Just as she was about to resume I saw Firespitter run around the corner, screaming. He was back up.
Nightmare gracefully swerved us out of the way as he fired a flaming ball of liquid at us from his trunk. It went wide and I turned to look at what he fired at.
Two Fingerfaces stood nearby. Dammit.
“Nightmare, let me go!”
He complied, and charged Firespitter before stopping. A wall of icicles sprouted from the ground.
Wendigo must have been Firespitter’s ally. No wonder he left me for dead, I thought.
One of the Fingerfaces charged, pointing with many indexes, middles and rings. I was weaker than last time; I didn’t have a knife.
Still, I had to fight. Hands outreached, no less than fifty small fingers stretched like tentacles of a squid. I stepped to the side, grabbed at the shoulder and put my foot out.
Momentum guided it into the door. A door that was lined with spiked of bone, leaning outwards.
The second Fingerface wasn’t as stupid, and tackled me as the first died. I landed on my good side, but it hit me in my burned hip.
I screamed out and punched its head repeatedly. Four, five, six times. No use.
I shot a brief glance up.
Wendigo and Firespitter were a team with surprising synergy. They created impassible terrain each time they attacked anyone and missed, they always created splash damage, and most importantly, they were able to fire nearly constantly together. They did so perfectly. Wendigo freezing ground, launching icicles. Firespitter lobbing balls of flame, burning the flesh on the ground.
Nightmare and Dead Metal were already separated, with Firespitter and Wendigo creating a deep gash of fire and ice in the middle of the hallway.
That’s when the Belching Screamer threw up over them from an upper walkway.
I could hear the anger from Firespitter, covered in something that was purely rancid. “Dammit.”
He wiped some off of his clothes with his hand. Then he saw that it was eating through the cloth.
“Wendigo, Freeze me!”
Wendigo turned and Nightmare tackled him down in the short time he exposed himself. Firespitter shot a blast out as Nightmare tumbled, holding onto Wendigo. Wendigo took the brunt of the blast.
Nightmare then kicked Wendigo back as a maw opened in the few unburned and unfrozen patches of floor. It ate Wendigo as he stumbled, then froze.
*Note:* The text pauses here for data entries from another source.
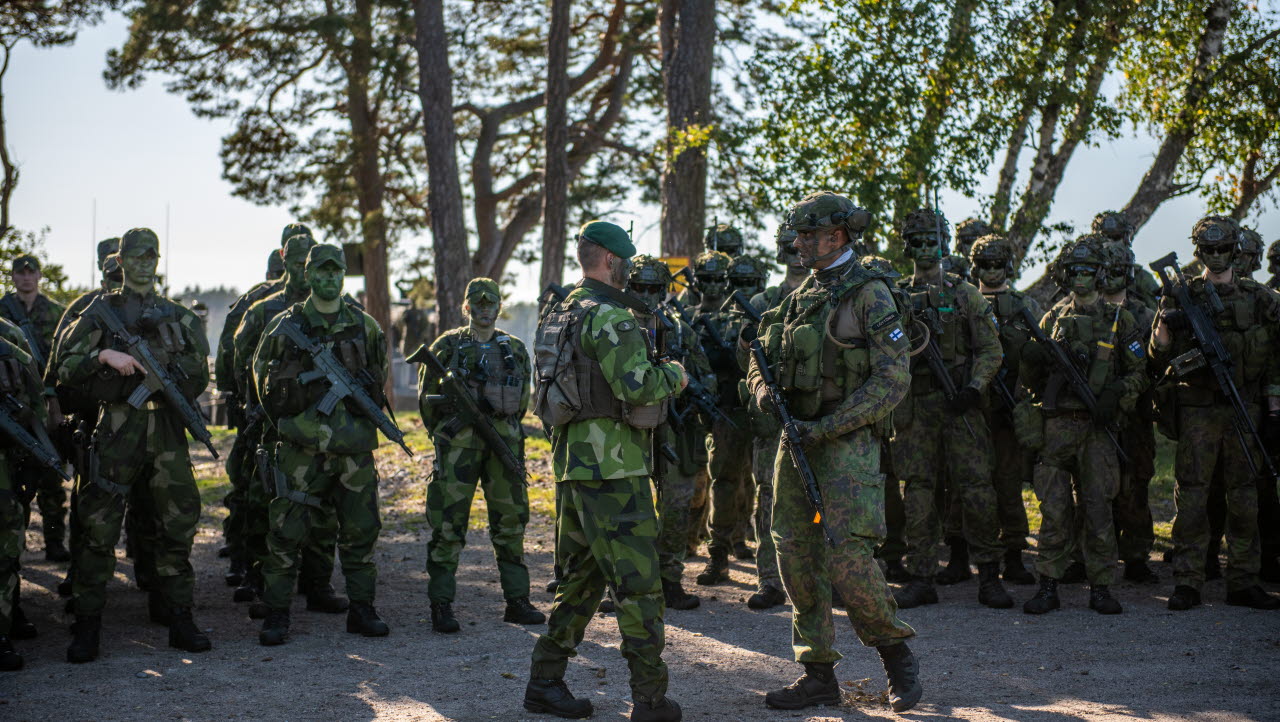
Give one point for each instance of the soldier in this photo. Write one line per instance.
(1205, 424)
(1107, 341)
(324, 464)
(37, 316)
(600, 393)
(686, 437)
(496, 368)
(846, 370)
(19, 379)
(992, 259)
(315, 563)
(136, 448)
(1136, 530)
(730, 451)
(940, 437)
Firespitter was already gone by the time I turned to look at him. His clothing was discarded, burning from chemicals.
“This reminds me of our employer,” remarked Nightmare, patting out a small singe in his clothing as he stood up and walked over to me.
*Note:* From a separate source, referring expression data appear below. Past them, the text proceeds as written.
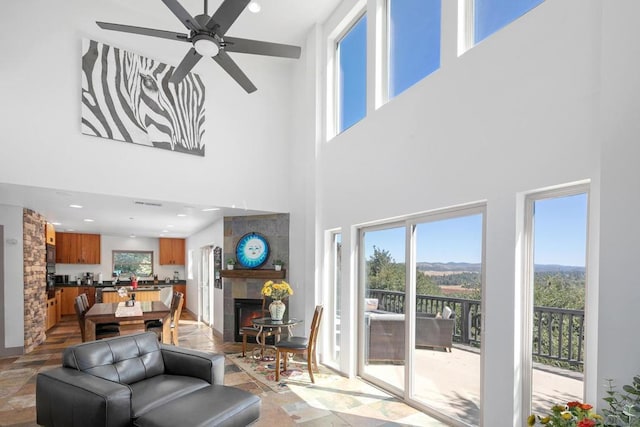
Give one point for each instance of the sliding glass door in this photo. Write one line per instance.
(429, 270)
(383, 306)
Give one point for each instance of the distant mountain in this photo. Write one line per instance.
(449, 266)
(554, 268)
(476, 267)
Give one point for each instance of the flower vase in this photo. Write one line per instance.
(277, 308)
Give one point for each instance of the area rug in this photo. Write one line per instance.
(295, 375)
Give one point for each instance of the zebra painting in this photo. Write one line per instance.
(128, 97)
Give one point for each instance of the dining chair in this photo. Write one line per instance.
(300, 345)
(252, 331)
(102, 330)
(176, 312)
(85, 307)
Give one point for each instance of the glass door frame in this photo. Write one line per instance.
(528, 243)
(410, 224)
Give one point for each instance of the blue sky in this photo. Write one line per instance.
(560, 236)
(560, 224)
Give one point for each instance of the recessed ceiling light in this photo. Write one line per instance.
(254, 7)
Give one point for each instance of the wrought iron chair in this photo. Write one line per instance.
(301, 345)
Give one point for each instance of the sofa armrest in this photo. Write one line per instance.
(67, 397)
(192, 363)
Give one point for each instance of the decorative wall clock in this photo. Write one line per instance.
(252, 250)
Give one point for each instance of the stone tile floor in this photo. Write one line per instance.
(345, 402)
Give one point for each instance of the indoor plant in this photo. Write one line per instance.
(277, 264)
(277, 292)
(573, 414)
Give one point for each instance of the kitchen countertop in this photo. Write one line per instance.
(120, 284)
(130, 289)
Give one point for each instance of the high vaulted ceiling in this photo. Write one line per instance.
(279, 21)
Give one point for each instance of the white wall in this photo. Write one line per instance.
(517, 113)
(13, 322)
(247, 136)
(619, 292)
(210, 236)
(40, 85)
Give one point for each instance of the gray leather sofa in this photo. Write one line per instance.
(133, 380)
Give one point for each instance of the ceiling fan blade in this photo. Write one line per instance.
(182, 14)
(143, 31)
(234, 71)
(188, 62)
(234, 44)
(226, 15)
The Fingerface stopped moving and was mostly limp now, but it still held onto me and I struggled to shove it off.
“Dammit,” I muttered. “I’m here for Samantha.”
It looked up.
A second later it let go and got up.
“Where is she?” I asked.
It pointed at where the Belching Screamer was.
Okay. She was on the second floor.
I could meet her. Then I can deal with Trauma.